Solved

Reimage Cluster with ESXi Failing

  • 21 February 2020
  • 3 replies
  • 2169 views

Userlevel 1
Badge +1

I am reimaging my lab cluster after we had some serious problems with a conversion to AHV and rollback to ESXi.  2 of my 3 nodes reimaged fine, once I put a /firstboot directory in to the existing ESXi hosts.  My 3rd node is losing track of where the firstboot directory would be.

 

From the foundation log:

20200221 11:40:17 ERROR Command 'scp -i ~/.ssh/id_rsa /tmp/tmp.gkI7z6j7XG/nutanix_provision_network_utils-1.0-py2.7.egg root@192.168.5.1:./vmfs/volumes/4d501d79-cff63899-7951-75210fae7516/Nutanix ./vmfs/volumes/5e4c3359-4b398980-cc34-ac1f6bb9dd8a/Nutanix/firstboot/nutanix_provision_network_utils-1.0-py2.7.egg' returned error code 127 stdout: stderr: FIPS mode initialized bash: line 1: ./vmfs/volumes/5e4c3359-4b398980-cc34-ac1f6bb9dd8a/Nutanix/firstboot/nutanix_provision_network_utils-1.0-py2.7.egg: No such file or directory 20200221 11:40:17 ERROR Failed while copying file /tmp/tmp.gkI7z6j7XG/nutanix_provision_network_utils-1.0-py2.7.egg to host with error Command 'scp -i ~/.ssh/id_rsa /tmp/tmp.gkI7z6j7XG/nutanix_provision_network_utils-1.0-py2.7.egg root@192.168.5.1:./vmfs/volumes/4d501d79-cff63899-7951-75210fae7516/Nutanix ./vmfs/volumes/5e4c3359-4b398980-cc34-ac1f6bb9dd8a/Nutanix/firstboot/nutanix_provision_network_utils-1.0-py2.7.egg' returned error code 127 stdout: stderr: FIPS mode initialized bash: line 1: ./vmfs/volumes/5e4c3359-4b398980-cc34-ac1f6bb9dd8a/Nutanix/firstboot/nutanix_provision_network_utils-1.0-py2.7.egg: No such file or directory 20200221 11:40:18 ERROR Exception in running <ImagingStepProvisionNetwork(<NodeConfig(10.252.200.33) @6bf0>) @68d0> Traceback (most recent call last): File "foundation\imaging_step.py", line 161, in _run File "foundation\imaging_step_provision_network.py", line 209, in run File "foundation\imaging_step_provision_network.py", line 119, in provision_network StandardError: ('Failed to execute threaded_provision_network on %s, error (%s)', '10.252.200.33', "Command 'scp -i ~/.ssh/id_rsa /tmp/tmp.gkI7z6j7XG/nutanix_provision_network_utils-1.0-py2.7.egg root@192.168.5.1:./vmfs/volumes/4d501d79-cff63899-7951-75210fae7516/Nutanix\n./vmfs/volumes/5e4c3359-4b398980-cc34-ac1f6bb9dd8a/Nutanix/firstboot/nutanix_provision_network_utils-1.0-py2.7.egg' returned error code 127\nstdout:\n\nstderr:\nFIPS mode initialized\r\nbash: line 1: ./vmfs/volumes/5e4c3359-4b398980-cc34-ac1f6bb9dd8a/Nutanix/firstboot/nutanix_provision_network_utils-1.0-py2.7.egg: No such file or directory\n")

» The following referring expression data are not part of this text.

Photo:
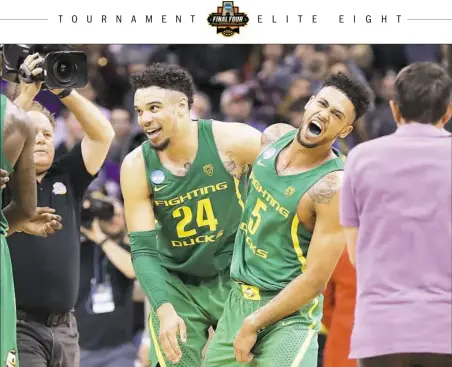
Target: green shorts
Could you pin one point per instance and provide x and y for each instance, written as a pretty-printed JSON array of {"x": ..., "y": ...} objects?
[
  {"x": 291, "y": 342},
  {"x": 8, "y": 344},
  {"x": 200, "y": 303}
]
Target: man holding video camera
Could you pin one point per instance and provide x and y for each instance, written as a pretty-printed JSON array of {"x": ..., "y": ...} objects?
[
  {"x": 104, "y": 307},
  {"x": 46, "y": 329}
]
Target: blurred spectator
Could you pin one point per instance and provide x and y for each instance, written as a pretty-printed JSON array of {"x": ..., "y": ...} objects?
[
  {"x": 121, "y": 120},
  {"x": 296, "y": 111},
  {"x": 104, "y": 307},
  {"x": 338, "y": 314},
  {"x": 236, "y": 106},
  {"x": 73, "y": 134},
  {"x": 301, "y": 87},
  {"x": 380, "y": 121},
  {"x": 214, "y": 67},
  {"x": 202, "y": 107}
]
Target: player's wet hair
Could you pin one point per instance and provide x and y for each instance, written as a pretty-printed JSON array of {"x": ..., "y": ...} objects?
[
  {"x": 356, "y": 91},
  {"x": 423, "y": 92},
  {"x": 165, "y": 76}
]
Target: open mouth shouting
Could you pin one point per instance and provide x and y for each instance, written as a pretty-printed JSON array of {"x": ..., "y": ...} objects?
[
  {"x": 315, "y": 128},
  {"x": 153, "y": 133}
]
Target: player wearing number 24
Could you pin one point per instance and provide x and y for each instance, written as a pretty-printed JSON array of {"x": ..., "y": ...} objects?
[{"x": 184, "y": 191}]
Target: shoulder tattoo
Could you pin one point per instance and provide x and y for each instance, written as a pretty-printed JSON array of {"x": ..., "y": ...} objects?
[
  {"x": 324, "y": 190},
  {"x": 234, "y": 169}
]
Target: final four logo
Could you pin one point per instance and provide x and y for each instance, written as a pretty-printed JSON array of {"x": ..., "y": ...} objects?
[{"x": 228, "y": 19}]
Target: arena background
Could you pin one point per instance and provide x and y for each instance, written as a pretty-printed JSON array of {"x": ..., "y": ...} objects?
[{"x": 255, "y": 84}]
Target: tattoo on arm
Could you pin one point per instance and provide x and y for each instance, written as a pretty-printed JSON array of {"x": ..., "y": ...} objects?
[
  {"x": 274, "y": 132},
  {"x": 324, "y": 190},
  {"x": 234, "y": 169}
]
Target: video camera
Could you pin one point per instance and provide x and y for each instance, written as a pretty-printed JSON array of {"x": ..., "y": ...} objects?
[
  {"x": 62, "y": 67},
  {"x": 94, "y": 206}
]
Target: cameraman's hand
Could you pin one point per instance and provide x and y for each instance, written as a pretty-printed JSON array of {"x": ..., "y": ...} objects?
[
  {"x": 28, "y": 71},
  {"x": 44, "y": 223},
  {"x": 4, "y": 178},
  {"x": 171, "y": 325},
  {"x": 94, "y": 233}
]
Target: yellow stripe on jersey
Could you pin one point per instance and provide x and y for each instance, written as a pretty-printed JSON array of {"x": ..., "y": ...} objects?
[
  {"x": 296, "y": 242},
  {"x": 155, "y": 342},
  {"x": 237, "y": 192},
  {"x": 315, "y": 303},
  {"x": 303, "y": 349}
]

Basically, it is going down the /bootbank/Nutanix/firstboot path instead of /firstboot.  I see the .egg file in the directory where it SCP’s to, but for SOME REASON, it is trying to go to a completely different directory to execute it.  I would love to just wipe this node clean and have AOS and ESXi install from scratch.  Are there any tricks that I can do to make that happen?

icon

Best answer by JeremyJ 25 February 2020, 17:17

View original

This topic has been closed for comments

3 replies

Userlevel 6
Badge +5

Hi there!

Bare with me as I am trying to help you, please.

Firstly, if I understand correctly, you have created /firstboot directory within ESXi file system. This would not matter when converting into AHV as AHV is installed fresh and independent to the pre-existing hypervisor.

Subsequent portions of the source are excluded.